Understanding dada2 feature selection based on input reads counts

Hi Qiime2 team,

I am working on 2x150bp Hi-Seq reads where each sample has close to 4-5 million reads. I had to trim the first 20bp from both the forward and reverse reads as they are the 515F and 806R primers for the v4 region of 16s rRNA. So I will ultimately end up with 2x130bp which is more or less the sequence length of the amplicon and I will probably get a 5bp overlap. I used bbmerge to see how the merge worked and I see that only 0.4% (for most of the samples) is joined using default flags values and I got the same from the feature table that I got in dada2 feature table as well.
I looked at the total number of features I got from this analysis and it was less than 1000. I have a few questions -
1- How can I merge the sequences better ?
2- What is the average number of features I should expect with some high quality sequences ?
3- How much does the depth of sequencing affect the number of feature we ultimately get ?

I really appreciate your guidance.


Hi @venkar,

I don’t think you really can with ~5bp of overlap, if the nucleotides were random, you would still only have 1024 possible ways to merge ~5bp which means even if you did merge, you would have a lot of chimeric merges.

I would just use the forward reads on their own.

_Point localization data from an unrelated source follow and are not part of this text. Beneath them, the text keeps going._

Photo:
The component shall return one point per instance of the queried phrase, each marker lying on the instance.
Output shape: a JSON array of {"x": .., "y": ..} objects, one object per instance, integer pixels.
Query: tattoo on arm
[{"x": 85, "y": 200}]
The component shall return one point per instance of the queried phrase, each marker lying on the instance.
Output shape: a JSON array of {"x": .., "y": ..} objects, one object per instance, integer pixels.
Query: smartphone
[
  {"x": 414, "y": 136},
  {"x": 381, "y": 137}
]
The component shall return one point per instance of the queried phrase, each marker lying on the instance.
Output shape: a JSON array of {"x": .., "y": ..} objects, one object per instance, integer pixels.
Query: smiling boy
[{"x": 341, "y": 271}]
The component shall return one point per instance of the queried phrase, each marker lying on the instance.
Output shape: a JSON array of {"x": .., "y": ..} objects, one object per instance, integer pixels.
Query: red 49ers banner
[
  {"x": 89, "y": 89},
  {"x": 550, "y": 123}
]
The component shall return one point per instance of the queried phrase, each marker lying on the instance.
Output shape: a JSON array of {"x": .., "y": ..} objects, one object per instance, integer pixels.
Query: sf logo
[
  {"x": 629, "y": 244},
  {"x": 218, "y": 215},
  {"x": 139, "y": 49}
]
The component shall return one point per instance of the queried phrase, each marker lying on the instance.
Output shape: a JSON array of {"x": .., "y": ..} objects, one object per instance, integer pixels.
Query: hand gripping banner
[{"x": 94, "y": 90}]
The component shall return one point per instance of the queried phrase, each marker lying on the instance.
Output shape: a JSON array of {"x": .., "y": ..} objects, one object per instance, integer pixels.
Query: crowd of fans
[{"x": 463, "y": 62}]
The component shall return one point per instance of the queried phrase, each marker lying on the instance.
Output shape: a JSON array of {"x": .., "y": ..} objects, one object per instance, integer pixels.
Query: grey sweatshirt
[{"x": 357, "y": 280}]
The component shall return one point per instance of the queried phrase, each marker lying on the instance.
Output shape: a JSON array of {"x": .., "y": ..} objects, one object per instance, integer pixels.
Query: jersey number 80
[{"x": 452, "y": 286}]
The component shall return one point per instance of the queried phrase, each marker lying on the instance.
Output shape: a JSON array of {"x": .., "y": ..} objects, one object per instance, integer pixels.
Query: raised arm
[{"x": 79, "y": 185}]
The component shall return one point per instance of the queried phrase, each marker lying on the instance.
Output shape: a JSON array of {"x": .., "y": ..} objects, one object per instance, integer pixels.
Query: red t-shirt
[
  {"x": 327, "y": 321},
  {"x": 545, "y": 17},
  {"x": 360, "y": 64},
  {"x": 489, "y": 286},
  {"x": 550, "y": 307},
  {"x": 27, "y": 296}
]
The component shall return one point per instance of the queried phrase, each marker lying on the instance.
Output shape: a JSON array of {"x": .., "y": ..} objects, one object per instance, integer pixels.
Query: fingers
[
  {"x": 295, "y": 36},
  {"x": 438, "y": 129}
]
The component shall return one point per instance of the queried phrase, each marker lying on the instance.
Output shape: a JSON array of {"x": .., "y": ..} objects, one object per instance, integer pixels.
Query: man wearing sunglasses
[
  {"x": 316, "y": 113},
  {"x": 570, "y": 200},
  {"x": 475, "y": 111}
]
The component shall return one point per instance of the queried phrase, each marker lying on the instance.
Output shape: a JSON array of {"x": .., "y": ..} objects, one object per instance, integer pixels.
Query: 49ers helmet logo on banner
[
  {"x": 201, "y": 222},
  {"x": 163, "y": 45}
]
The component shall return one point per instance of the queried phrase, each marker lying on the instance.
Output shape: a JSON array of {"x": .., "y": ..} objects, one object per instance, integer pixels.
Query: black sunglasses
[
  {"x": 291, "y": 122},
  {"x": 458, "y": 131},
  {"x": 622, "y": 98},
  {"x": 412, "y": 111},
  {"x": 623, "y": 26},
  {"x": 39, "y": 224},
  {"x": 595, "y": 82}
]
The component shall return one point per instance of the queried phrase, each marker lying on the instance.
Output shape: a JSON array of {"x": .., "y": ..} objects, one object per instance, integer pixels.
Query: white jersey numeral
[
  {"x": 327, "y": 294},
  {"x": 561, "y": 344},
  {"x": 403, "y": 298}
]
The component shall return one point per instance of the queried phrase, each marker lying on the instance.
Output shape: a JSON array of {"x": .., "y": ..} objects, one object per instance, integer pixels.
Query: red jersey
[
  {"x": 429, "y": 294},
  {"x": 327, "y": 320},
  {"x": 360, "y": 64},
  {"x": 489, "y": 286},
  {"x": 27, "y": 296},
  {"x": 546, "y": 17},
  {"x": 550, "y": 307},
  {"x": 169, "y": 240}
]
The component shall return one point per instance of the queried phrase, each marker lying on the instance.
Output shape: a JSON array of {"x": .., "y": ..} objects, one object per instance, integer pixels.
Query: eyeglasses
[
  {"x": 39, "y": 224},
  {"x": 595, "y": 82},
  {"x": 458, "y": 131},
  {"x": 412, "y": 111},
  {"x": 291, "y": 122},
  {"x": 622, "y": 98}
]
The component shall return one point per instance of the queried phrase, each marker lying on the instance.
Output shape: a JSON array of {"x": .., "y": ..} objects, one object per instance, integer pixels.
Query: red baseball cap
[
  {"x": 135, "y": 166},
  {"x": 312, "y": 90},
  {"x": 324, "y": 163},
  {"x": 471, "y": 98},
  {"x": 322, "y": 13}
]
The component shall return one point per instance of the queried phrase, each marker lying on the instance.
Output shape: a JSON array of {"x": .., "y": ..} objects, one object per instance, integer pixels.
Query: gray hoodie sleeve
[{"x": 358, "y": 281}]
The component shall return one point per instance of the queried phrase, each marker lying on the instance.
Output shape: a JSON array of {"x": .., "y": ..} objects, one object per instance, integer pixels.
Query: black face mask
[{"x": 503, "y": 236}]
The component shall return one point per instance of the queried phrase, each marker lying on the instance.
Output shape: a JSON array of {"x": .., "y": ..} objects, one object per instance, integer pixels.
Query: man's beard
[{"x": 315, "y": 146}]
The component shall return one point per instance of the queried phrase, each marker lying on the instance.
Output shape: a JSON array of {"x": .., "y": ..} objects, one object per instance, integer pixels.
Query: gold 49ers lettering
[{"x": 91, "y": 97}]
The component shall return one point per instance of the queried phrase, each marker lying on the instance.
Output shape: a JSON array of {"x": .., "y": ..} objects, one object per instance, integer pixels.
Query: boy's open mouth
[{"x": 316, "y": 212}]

That depends entirely on the environment. The features here are amplicon sequence variants and represent how many different amplicons exist in the sample (in a perfect world anyway).

Assuming the denoising is working well, you should see the number of features plateau with deeper sequencing as eventually you will have captured every amplicon in the sample (once again, in a perfect world).

1 Like

Hi @ebolyen -
Thank you for your reply. I appreciate it.
I just have a follow up question - As my reverse reads are of good quality, will I still be able to use them separately?


Hey @venkar,

Absolutely, just treat them as single-end as far as QIIME 2 is concerned. They can even still be recorded as “reverse” if you care to annotate them that way in something like a FASTQ manifest.

1 Like

Thank you for the reply.

This topic was automatically closed 31 days after the last reply. New replies are no longer allowed.